ABROGATION OF EXOSOME BIOGENESIS SIGNIFICANTLY AFFECTS CELL MOTILITY IN HETEROGENOUS SUB-POPULATIONS OF PAEDIATRIC-TYPE DIFFUSE HIGH-GRADE GLIOMA

Abstract Paediatric-type diffuse High-Grade Gliomas (PDHGG) are highly heterogenous tumours comprised of distinct cell sub-populations co-existing within the same tumour mass. We have shown that primary patient-derived sub-clones, as well as optical-barcoded sub-clones, function as an interconnected network conferring an aggressive phenotype. Here, we explored the role of exosomes in mediating PDHGG inter-clonal communication. A comprehensive characterization of 7 optical-barcoded single cell-derived clones obtained from two patient-derived cell lines (one DMGH3K27-altered and one diffuse high-grade paediatric-type glioma H3WT), confirmed extensive genomic and phenotypic heterogeneity. Live single-cell tracking in 3D migration and invasion assays demonstrated the key role of the inter-clonal crosstalk in driving a more aggressive phenotype. To determine the exosome role in this crosstalk, we first characterised them in terms of size, marker expression and cargo. Moreover, we demonstrated that exosomes were actively internalized by the sub-clones.
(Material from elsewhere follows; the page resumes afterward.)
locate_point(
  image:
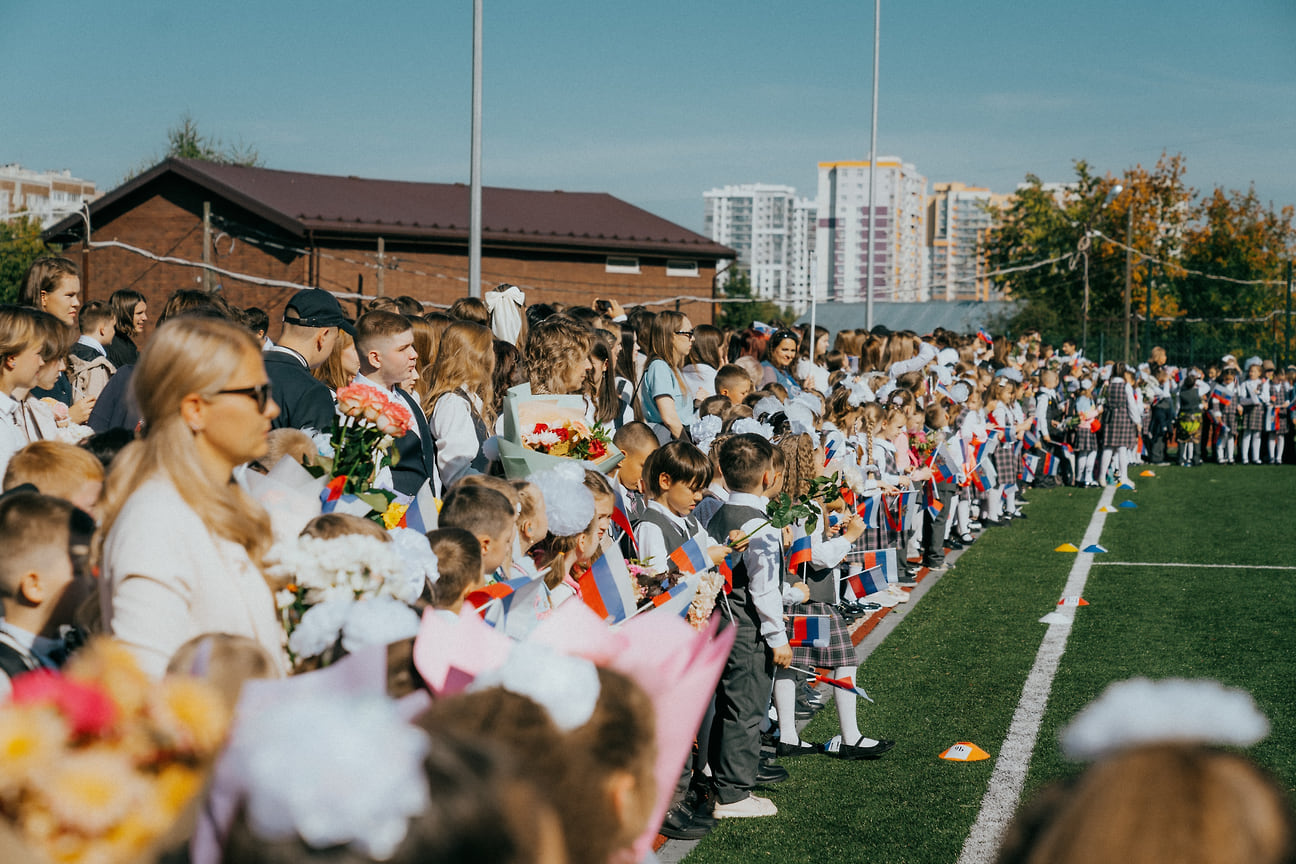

Exosomal proteomic analysis showed differential protein contents implicated in the regulation of biological processes such as focal adhesion and extracellular matrix organization. The analysis of exosomal miRNome did not show differentially expressed miRNAs between sub-clones, however, specific and distinct exosomal miRNAs were found uniquely expressed by each sub-clone. The abrogation of the exosome biogenesis by GW4869 phospholipase inhibitor did not affect sub-clones viability, but significantly inhibited their motility, when cultured individually and more prominently in co-culture condition. Analysis of the exo-miRNAs uniquely expressed by the sub-clones highlighted a set of target genes regulating cell motility/invasion/migration. These target genes were differentially expressed when sub-clones were co-cultured compared to mono-culture. Moreover, the expression levels of these genes (e.g. CD44, PTRZ, GLI3, NTRK2) were significantly modulated upon GW4869 treatments. In conclusion, our study highlights the importance of the exosomes in the inter-clonal communication and suggests that interfering with the exosome biogenesis may be a valuable strategy to inhibit cell motility in PDHGG.